Closings averted (for now)

  • Schools have been offered a chance to avoid closure by entering into partnership agreements with state and local organizations (read the letter the districts received here).
  • State Superintendent Brian Whiston says he still expects 4-6 schools to close but those will be local — not state — decisions.
  • In Detroit, one school that’s likely to close is Durfee Elementary-Middle school, where students will move to nearby Central High School while a local organization turns Durfee into a “community innovation center.”
  • What exactly the partnership agreements will look like isn’t clear, but a spokesman for the superintendent says they’re “a hybrid model developed from Superintendent Whiston’s own experience as a local superintendent, similar initiatives from other states that have shown success, and discussions with education stakeholders in Michigan.”
  • One hint at how the model might work is the story of a school in Dearborn where Whiston was superintendent.
  • To participate, districts will have to put together a team of partners including community groups, union leaders or parents to come up with research-based solutions for school improvement.
  • Keeping the schools open would preserve tens of millions of dollars that taxpayers and community groups have put into Detroit schools in recent years, expecting they would stay open.
  • One GOP leader said the state is “circumventing the law” by backing down on closures. “Everybody is just giving them some leeway to do this because it’s a popular thing,” he said.

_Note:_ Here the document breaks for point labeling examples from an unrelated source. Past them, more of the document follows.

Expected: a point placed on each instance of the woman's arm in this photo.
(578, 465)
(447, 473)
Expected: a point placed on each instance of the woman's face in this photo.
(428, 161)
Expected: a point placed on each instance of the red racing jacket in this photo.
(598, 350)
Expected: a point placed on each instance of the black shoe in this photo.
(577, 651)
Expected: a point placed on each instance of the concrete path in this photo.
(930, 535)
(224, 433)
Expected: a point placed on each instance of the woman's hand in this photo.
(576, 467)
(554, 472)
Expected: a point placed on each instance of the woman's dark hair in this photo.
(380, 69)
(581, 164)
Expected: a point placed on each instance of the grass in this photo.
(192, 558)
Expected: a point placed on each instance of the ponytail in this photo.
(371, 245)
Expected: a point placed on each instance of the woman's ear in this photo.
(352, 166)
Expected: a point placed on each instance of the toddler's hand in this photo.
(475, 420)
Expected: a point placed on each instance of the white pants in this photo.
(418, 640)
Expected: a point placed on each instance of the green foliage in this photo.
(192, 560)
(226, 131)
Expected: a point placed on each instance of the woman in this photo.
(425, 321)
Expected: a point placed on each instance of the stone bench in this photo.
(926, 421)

  • The state Education Department has essentially taken over the fate of the 38 schools from the state School Reform Office, which announced the closures in January. One reason is what a GOP lawmaker described as a “clunky rollout” including the decision to send families a two-page letter listing “better” schools that students could attend. The letters sent to Detroit families included schools an hour away from the city that don’t even accept Detroit kids.

Across the state

  • A top lobbyist promoting the Michigan education agenda of U.S. Education Secretary Betsy DeVos resigned this week after apologizing for making comments about shaking his wife during legislative testimony last week.
  • A local business leader compares DeVos with Eli Broad — another Michigan-born billionaire philanthropist who invests heavily in education. The two have different approaches to improving schools, he writes, but DeVos “has been far more successful.”

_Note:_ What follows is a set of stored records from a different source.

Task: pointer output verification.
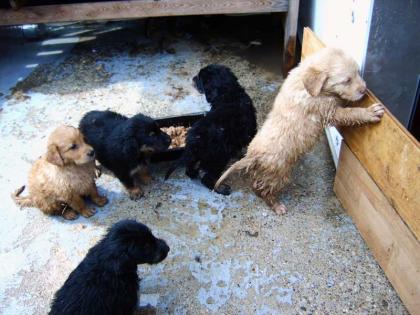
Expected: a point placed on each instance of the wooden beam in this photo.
(290, 37)
(391, 241)
(117, 10)
(390, 154)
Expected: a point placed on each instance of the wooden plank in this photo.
(290, 35)
(391, 241)
(117, 10)
(390, 154)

  • A commission charged with improving education in Michigan is calling for abolishing the elected state school board.
  • The commission, which plans to formally release its recommendations today, reached no consensus on controversial issues like charter schools and the state’s schools-of-choice law but is calling for upwards of $2 billion in spending on expanding teacher training and helping at-risk kids.
  • Michigan Democrats are pushing to add a right to literacy to the state Constitution.
  • A Michigan education professor called on the state to use the latest research to update standards for what kids need to know in each grade instead of recycling other states’ old standards.
  • Fewer Michigan school districts are facing budget deficits.